# East Coast Large Scale Train Show



## KenBurkinshaw (Jan 17, 2012)

The East Coast Large Scale Trainshow (ECLSTS) is taking place at the York, PA fairgrounds the weekend of March 23 and 24. This Friday and Saturday show is traditionally the largest dedicated G scale show in the World. It’s international in flavor, with most of the large scale manufacturers present. A contingent from the OVGRS http://www.ovgrs.org/ is there every year as well as most of the larger clubs from the Eastern part of North America. This Show always features some of the finest large scale club layouts, as well as new product introductions, and unbelievable bargains on new large scale product. It’s not a flee market, but rather the largest Internet train vendors and manufacturers using this showcase to meet one to one with their customers.

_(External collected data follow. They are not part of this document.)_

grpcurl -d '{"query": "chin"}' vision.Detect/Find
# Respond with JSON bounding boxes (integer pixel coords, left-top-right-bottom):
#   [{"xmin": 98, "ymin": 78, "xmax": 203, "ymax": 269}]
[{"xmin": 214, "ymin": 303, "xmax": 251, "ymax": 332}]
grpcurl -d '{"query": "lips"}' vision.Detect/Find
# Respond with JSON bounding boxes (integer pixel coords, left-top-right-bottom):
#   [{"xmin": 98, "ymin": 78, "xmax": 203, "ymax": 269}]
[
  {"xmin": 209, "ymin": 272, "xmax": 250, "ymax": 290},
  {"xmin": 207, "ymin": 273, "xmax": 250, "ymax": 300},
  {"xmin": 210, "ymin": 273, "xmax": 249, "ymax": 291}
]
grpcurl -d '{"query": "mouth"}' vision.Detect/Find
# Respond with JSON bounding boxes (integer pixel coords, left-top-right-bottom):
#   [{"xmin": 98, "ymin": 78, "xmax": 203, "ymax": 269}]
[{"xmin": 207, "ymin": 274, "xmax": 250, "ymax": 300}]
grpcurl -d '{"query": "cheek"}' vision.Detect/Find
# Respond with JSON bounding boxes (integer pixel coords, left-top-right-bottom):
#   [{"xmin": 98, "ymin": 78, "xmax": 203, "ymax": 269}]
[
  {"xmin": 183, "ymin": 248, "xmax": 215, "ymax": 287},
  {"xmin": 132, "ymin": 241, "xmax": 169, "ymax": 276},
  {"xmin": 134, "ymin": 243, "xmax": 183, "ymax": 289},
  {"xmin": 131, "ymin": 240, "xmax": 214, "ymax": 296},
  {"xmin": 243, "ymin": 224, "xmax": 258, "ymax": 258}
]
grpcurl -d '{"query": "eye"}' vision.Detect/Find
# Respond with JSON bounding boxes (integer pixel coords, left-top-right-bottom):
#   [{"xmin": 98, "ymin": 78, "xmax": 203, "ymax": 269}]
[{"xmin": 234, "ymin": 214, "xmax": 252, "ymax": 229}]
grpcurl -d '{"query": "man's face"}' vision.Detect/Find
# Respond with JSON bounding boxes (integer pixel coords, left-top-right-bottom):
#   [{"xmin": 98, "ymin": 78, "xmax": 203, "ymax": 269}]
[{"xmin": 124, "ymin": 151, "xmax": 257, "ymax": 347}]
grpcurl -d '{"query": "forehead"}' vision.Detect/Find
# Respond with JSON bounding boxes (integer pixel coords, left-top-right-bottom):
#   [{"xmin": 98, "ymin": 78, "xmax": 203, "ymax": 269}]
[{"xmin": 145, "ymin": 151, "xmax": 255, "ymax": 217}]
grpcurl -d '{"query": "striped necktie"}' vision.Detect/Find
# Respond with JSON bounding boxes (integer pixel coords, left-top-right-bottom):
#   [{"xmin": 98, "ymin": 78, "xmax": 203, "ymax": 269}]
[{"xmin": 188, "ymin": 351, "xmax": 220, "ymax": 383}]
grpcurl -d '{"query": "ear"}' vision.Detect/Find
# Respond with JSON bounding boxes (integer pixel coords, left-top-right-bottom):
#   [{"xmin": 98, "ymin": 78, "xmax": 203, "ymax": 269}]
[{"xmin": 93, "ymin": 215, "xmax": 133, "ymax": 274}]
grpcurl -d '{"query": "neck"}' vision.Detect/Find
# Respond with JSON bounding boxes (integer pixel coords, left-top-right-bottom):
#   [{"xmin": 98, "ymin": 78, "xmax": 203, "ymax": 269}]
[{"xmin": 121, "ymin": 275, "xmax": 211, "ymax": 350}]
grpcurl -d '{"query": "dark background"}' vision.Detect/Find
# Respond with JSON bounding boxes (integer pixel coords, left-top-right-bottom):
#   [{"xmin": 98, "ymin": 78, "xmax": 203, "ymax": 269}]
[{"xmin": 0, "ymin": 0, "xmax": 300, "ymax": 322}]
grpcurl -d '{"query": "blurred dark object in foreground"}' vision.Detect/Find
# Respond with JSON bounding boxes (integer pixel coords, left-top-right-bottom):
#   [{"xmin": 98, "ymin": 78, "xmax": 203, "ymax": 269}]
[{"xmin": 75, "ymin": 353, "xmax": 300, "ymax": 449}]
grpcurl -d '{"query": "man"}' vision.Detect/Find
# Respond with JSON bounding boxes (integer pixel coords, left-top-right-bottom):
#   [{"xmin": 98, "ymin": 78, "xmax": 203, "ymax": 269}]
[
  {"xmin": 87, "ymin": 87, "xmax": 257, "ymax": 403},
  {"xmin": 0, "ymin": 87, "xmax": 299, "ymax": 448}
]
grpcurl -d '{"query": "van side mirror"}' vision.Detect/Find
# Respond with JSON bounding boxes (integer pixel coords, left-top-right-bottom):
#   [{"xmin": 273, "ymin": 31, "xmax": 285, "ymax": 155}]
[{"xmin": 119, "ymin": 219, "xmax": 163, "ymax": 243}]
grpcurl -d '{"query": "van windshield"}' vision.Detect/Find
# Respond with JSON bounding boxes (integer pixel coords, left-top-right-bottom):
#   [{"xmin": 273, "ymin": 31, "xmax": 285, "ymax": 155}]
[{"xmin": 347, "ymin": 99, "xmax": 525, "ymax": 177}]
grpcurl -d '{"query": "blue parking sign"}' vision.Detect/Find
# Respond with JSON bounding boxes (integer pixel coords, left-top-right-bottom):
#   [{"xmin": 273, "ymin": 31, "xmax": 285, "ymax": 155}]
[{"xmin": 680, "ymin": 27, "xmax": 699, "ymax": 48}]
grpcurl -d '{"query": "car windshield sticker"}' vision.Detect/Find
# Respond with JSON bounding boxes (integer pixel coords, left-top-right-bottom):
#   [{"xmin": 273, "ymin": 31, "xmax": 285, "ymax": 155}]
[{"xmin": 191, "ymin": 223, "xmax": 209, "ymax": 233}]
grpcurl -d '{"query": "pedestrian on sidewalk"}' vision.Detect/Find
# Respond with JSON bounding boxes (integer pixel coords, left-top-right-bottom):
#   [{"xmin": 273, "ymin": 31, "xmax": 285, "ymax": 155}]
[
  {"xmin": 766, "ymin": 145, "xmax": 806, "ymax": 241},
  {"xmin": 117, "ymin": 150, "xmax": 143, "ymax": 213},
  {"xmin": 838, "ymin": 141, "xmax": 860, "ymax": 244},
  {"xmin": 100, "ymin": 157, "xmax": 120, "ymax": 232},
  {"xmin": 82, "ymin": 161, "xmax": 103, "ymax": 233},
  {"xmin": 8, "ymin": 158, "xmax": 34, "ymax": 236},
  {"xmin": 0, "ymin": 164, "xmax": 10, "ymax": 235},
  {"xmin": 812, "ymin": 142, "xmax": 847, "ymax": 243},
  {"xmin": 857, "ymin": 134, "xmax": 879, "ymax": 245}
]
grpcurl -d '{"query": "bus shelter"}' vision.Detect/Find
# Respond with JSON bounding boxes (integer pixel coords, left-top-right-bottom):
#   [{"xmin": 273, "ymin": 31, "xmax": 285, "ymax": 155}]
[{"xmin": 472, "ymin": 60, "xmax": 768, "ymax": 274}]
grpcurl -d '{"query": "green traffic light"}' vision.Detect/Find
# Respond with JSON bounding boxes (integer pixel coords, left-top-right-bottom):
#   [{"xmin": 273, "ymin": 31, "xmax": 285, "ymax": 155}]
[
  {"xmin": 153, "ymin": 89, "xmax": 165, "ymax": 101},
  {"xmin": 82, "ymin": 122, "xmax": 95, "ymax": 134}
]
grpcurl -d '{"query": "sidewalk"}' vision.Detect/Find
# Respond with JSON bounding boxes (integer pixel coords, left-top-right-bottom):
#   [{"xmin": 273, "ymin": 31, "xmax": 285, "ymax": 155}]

If you belong to the the TCA (Train Collectors Association) you would be familiar with the show site. It's a five hour or less drive from most states on the East coast (a long day trip, but doable). You will quickly see that there is much more to large scale than LGB, and you'll be inspired by all the "stars" in the large scale game. The show also feature continuous seminars and "How to" sessions on most facets of large scale modeling!


----------



## Dan Pierce (Jan 2, 2012)

Due to unforeseen events, Yogi Wallace and Dave Bodner will not be able to attend and give their seminars.


----------



## Big Ed (Jun 16, 2009)

Dan Pierce said:


> Due to unforeseen events, Yogi Wallace and Dave Bodner will not be able to attend and give their seminars.


Who are they?


----------



## Dan Pierce (Jan 2, 2012)

Presenters at the ECLSTS the title of this thread.


----------



## Big Ed (Jun 16, 2009)

Dan Pierce said:


> Presenters at the ECLSTS the title of this thread.


OK...


----------



## tooter (Feb 26, 2010)

Hey Ken, 

Are there any pics of the event posted on the internet? I'd love to see them.

Greg


----------



## Dan Pierce (Jan 2, 2012)

Go to aristocraft.com and look at the ECLSTS part of the forum.


----------



## dablaze (Apr 17, 2012)

Hi Ken, You know the OVGRS bunch? I never travelled with them, but my dad did. I used to spend a lot of time with that crew.

Craig


----------



## dablaze (Apr 17, 2012)

Ken, I believe I figured it out....you're the American invasion guy! You would know my father, Bud. He was the yard master at Nelson Yard with the OVGRS group.

Craig


----------